Charlie Sifford never claimed he would have been one of golf’s greatest players. But in 1960, already past his prime at the age of 38, he proved he was still good enough to break golf’s racist colour barrier and win his membership on the Professional Golf Association tour.
Sifford died on February 3, at the age of 92. In his elder years he was elected to the World Golf Hall of Fame, granted the Congressional Medal of Freedom, and awarded an honourary doctorate from Scotland’s University of St. Andrews. Tiger Woods credited him as his inspiration and role model, and called him “Grandpa”. None of those things mellowed Sifford’s anger at the treatment he received, and he remained critical of racism in America.
Born in Charlotte, North Carolina, Sifford grew up caddying and taught himself the game. There was a professional tour for black players, but the prize money was never enough to live on. Sifford was lucky enough to be hired by singing star Billy Eckstein as his golf coach and general assistant.
While he never claimed elite status, Sifford said there were black golfers, now virtually unknown, who would have qualified: “The best black player who ever lived was Teddy Rhodes. I chased him for years beginning in 1947 and never could beat him when it mattered. There was so little money in the United Golfers Association tournaments, and to make anything you had to beat Teddy. And I couldn't do it. Finally Teddy got old. I won the Negro National Open five times in a row starting in 1952, and later won twice on the PGA Tour.
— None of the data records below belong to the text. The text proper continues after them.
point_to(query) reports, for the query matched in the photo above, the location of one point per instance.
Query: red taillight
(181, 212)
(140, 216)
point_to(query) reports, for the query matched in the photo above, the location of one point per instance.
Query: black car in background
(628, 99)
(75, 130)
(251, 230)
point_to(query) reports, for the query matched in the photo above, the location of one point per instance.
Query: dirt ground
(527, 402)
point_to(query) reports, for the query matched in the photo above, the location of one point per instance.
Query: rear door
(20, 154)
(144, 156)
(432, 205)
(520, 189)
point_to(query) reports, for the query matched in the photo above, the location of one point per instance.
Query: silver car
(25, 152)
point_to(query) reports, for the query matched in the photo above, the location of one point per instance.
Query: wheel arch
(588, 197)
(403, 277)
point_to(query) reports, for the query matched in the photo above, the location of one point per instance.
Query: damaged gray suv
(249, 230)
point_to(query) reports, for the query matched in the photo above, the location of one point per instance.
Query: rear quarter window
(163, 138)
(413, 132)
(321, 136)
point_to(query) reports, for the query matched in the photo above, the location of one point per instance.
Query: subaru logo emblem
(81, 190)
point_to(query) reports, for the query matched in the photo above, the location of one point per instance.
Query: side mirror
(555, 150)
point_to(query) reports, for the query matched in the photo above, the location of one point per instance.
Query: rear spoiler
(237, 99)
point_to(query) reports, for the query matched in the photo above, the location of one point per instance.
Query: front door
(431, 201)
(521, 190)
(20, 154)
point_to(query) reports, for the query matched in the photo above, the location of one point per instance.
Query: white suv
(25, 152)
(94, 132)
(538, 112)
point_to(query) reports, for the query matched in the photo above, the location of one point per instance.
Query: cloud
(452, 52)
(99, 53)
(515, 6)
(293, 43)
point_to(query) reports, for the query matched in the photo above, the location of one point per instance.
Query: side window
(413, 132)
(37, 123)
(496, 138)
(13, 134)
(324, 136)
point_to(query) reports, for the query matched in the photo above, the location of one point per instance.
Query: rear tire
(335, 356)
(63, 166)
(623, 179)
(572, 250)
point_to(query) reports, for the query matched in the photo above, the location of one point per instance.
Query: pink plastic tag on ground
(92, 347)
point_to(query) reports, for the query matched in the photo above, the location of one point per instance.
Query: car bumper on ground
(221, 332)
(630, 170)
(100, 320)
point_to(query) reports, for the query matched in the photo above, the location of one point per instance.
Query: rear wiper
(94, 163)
But take the two of us in our primes, and Teddy was better. I saw them all, and I've always felt Teddy was as good as any of the best white players of his era, and that includes Sam Snead and Ben Hogan.”
When the PGA was finally forced to allow Sifford to play in 1960, the racism didn’t end. He said that some pros would step on his ball or kick it into hazards. He endured racist heckling from galleries and players. Many tournaments were held at courses where he was refused entry to the clubhouse. Friends on tour, like Lee Trevino or Gary Player would bring him food and eat with him on the course.
Until 1962, every player to win a tournament on the PGA tour automatically was invited to play the prestigious Masters in Augusta, Georgia: “The Masters didn't want blacks in general and didn't want me specifically. When I got on the PGA Tour, the one thing I was certain of was that I would never get invited to Augusta no matter what I did. In 1962 I shot a 67 in the second round of the Canadian Open to take the lead, and the club immediately got a phone call. The next day there was an announcement: ‘The Masters will not offer an automatic invitation to the winner.’”
Until his death Sifford refused to set foot on Augusta National. He never gave up and he never backed down from a fight. He was instrumental in turning the whitest of sports into the international game it is today.
“I don't smile much, and I never laugh,” Sifford told Golf Digest magazine in 2006. “It's just something that's in me. If you'd been through what I've been through, you wouldn't be smiling, either. Walking around smiling all the time would have made no sense. It would indicate I approved of the way I was being treated, when I damn sure didn't approve.”